To investigate the effects of periodontal treatment on glycaemic control in people with diabetes mellitus and periodontitis.
An information specialist searched six bibliographic databases up to 7 September 2021 and additional search methods were used to identify published, unpublished, and ongoing studies.
We searched for randomised controlled trials (RCTs) of people with type 1 or type 2 diabetes mellitus and a diagnosis of periodontitis that compared subgingival instrumentation (sometimes with surgical treatment or adjunctive antimicrobial therapy or both) to no active intervention or 'usual care' (oral hygiene instruction, education or support interventions, and/or supragingival scaling (also known as PMPR, professional mechanical plaque removal)). To be included, the RCTs had to have lasted at least 3 months and have measured HbA1c (glycated haemoglobin).
At least two review authors independently examined the titles and abstracts retrieved by the search, selected the included trials, extracted data from included trials, and assessed included trials for risk of bias. Where necessary and possible, we attempted to contact study authors.
Our primary outcome was blood glucose levels measured as glycated (glycosylated) haemoglobin assay (HbA1c), which can be reported as a percentage of total haemoglobin or as millimoles per mole (mmol/mol).
Our secondary outcomes included adverse effects, periodontal indices (bleeding on probing, clinical attachment level, gingival index, plaque index, and probing pocket depth), quality of life, cost implications, and diabetic complications.
We included 35 studies, which randomised 3249 participants to periodontal treatment or control. All studies used a parallel-RCT design and followed up participants for between 3 and 12 months. The studies focused on people with type 2 diabetes, other than one study that included participants with type 1 or type 2 diabetes. Most studies were mixed in terms of whether metabolic control of participants at baseline was good, fair, or poor. Most studies were carried out in secondary care.
We assessed two studies as being at low risk of bias, 14 studies at high risk of bias, and the risk of bias in 19 studies was unclear. We undertook a sensitivity analysis for our primary outcome based on studies at low risk of bias and this supported the main findings.

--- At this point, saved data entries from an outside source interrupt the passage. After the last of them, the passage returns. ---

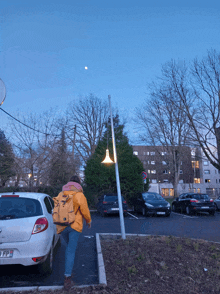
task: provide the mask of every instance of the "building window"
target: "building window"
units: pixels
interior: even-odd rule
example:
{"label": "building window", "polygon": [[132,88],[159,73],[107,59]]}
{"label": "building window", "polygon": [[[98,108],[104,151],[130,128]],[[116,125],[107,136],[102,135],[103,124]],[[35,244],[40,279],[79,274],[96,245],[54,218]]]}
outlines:
{"label": "building window", "polygon": [[155,161],[151,161],[151,164],[155,164]]}
{"label": "building window", "polygon": [[208,161],[203,161],[203,165],[209,165]]}
{"label": "building window", "polygon": [[156,170],[153,169],[153,170],[151,171],[151,173],[152,173],[152,174],[156,174]]}
{"label": "building window", "polygon": [[183,184],[183,180],[179,180],[179,184]]}
{"label": "building window", "polygon": [[201,181],[200,181],[200,178],[194,178],[194,184],[200,184]]}
{"label": "building window", "polygon": [[204,174],[206,175],[210,174],[210,170],[209,169],[204,170]]}
{"label": "building window", "polygon": [[166,161],[162,161],[162,164],[163,164],[163,165],[166,165],[167,163],[166,163]]}
{"label": "building window", "polygon": [[205,183],[211,183],[210,179],[205,179]]}
{"label": "building window", "polygon": [[163,156],[164,156],[164,155],[167,155],[167,153],[166,153],[166,152],[161,152],[161,155],[163,155]]}
{"label": "building window", "polygon": [[199,161],[192,161],[192,168],[199,168]]}
{"label": "building window", "polygon": [[182,170],[180,170],[180,174],[181,174],[181,175],[183,174],[183,171],[182,171]]}
{"label": "building window", "polygon": [[157,183],[157,180],[156,179],[152,179],[151,182],[152,182],[152,184],[156,184]]}
{"label": "building window", "polygon": [[195,155],[196,155],[195,150],[191,150],[191,155],[192,155],[192,157],[195,157]]}
{"label": "building window", "polygon": [[147,172],[150,174],[150,169]]}
{"label": "building window", "polygon": [[216,184],[218,184],[218,180],[216,179]]}
{"label": "building window", "polygon": [[155,152],[150,152],[150,155],[155,155]]}
{"label": "building window", "polygon": [[134,151],[133,154],[134,154],[134,155],[138,155],[138,151]]}
{"label": "building window", "polygon": [[144,155],[149,155],[149,152],[144,152]]}
{"label": "building window", "polygon": [[197,193],[200,193],[200,192],[201,192],[201,190],[200,190],[200,188],[198,188],[198,189],[197,189]]}
{"label": "building window", "polygon": [[169,180],[163,180],[164,183],[169,183]]}
{"label": "building window", "polygon": [[167,169],[165,169],[165,170],[163,171],[163,174],[168,174]]}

Moderate-certainty evidence from 30 studies (2443 analysed participants) showed an absolute reduction in HbA1c of 0.43% (4.7 mmol/mol) 3 to 4 months after treatment of periodontitis (95% confidence interval (CI) -0.59% to -0.28%; -6.4 mmol/mol to -3.0 mmol/mol). Similarly, after 6 months, we found an absolute reduction in HbA1c of 0.30% (3.3 mmol/mol) (95% CI -0.52% to -0.08%; -5.7 mmol/mol to -0.9 mmol/mol; 12 studies, 1457 participants), and after 12 months, an absolute reduction of 0.50% (5.4 mmol/mol) (95% CI -0.55% to -0.45%; -6.0 mmol/mol to -4.9 mmol/mol; 1 study, 264 participants).
Studies that measured adverse effects generally reported that no or only mild harms occurred, and any serious adverse events were similar in intervention and control arms. However, adverse effects of periodontal treatments were not evaluated in most studies.